Servings: Approximately 2 lbs. CheesePrep Time: About 3 Hours to Press Time Cook Time: Age: 3 Weeks
2 Gal. Whole Milk (I use unpasteurized)
1/4 tsp. Mesophillic Direct Set Culture (OR 4 T. mesophillic Mother Culture)
IF USING PASTEURIZED MILK: 1/8 tsp. Calcium Chloride Diluted in 1/4 C. Cool Water
1/2 tsp. Liquid Animal Rennet Diluted in 1/4 C. Cool Water
2 Tbsp Cheese Salt (or Non-iodized Salt)
Heat milk to 90 degrees F. using a pot resting in a hot-water bath. Add starter culture & stir for 1 minute. Cover & let rest for 30 minutes. (Keep temperature as close to 90 F. as possible during this time.)
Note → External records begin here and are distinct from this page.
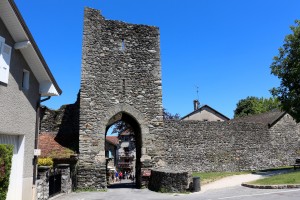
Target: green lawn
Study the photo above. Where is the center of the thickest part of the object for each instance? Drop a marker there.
(282, 179)
(207, 177)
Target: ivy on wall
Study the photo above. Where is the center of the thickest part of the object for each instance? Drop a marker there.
(6, 153)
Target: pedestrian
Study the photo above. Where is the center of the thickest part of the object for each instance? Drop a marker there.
(120, 175)
(117, 176)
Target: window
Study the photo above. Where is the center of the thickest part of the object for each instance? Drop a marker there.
(5, 53)
(25, 80)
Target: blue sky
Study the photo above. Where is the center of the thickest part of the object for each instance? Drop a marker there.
(223, 47)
If using, add diluted calcium chloride & stir for 1 minute.
Maintaining the temperature at 90 F., add the rennet to the milk & stir, using up & down motion, for 2 minutes. Cover & let set for 40 minutes at target temp or until a clean break is achieved.
Cut curds into 1/4” cubes keeping as uniform as possible.
While stirring, slowly raise temperature (by adding additional hot water to the bath) to 92 degrees F. TEMPERATURE SHOULD RISE SLOWLY – no more than 1 degree every 5 minutes. This should take 10 min.
Hold curds at 92 F. for 40 minutes, stirring frequently to keep curds from matting.
Let rest at target temperature for 5 minutes.
Drain curds into a cheesecloth-lined colander; let whey drain into a catch-bowl for a few minutes until the curds matte together.
Cut curds into 1” thick slabs and stack on top of one another. (I put these back into the (now) empty cheese pot in the water bath with the lid on. This helps keep the curds close to target temperature.)
In a 10 minute period of time, turn the stack over, top to bottom, 2 times.
Using your hands, break the curds into thumbnail size pieces & mix in salt.
Fill cheesecloth-lined mold with the salted curds. Cover curds w/cloth & press at 10 lbs. for 10 minutes.
*Remove cheese from press, unwrap, turn cheese & put a layer of salt on both top & bottom before re-wrapping with cheese cloth. (To accomplish this, I take a small amount of salt in my hand [approximately 1 tsp. per side] & rub it on top and bottom.) Press at 10 lbs. for 10 minutes.
*Repeat same procedure, pressing at 15 lbs. for 20 minutes.
*Repeat same procedure, pressing at 15 lbs. for 16 hours.
Remove cheese from mold & let air dry, turning at least 2x/day. This should take several days. When dry to touch, it’s ready to be ripened.
The recipe doesn’t call for waxing but I DO wax mine.
Ripen at 55 degrees F., 80-85% humidity, for 3 weeks. Turn cheese 2x/day first week & at least daily thereafter.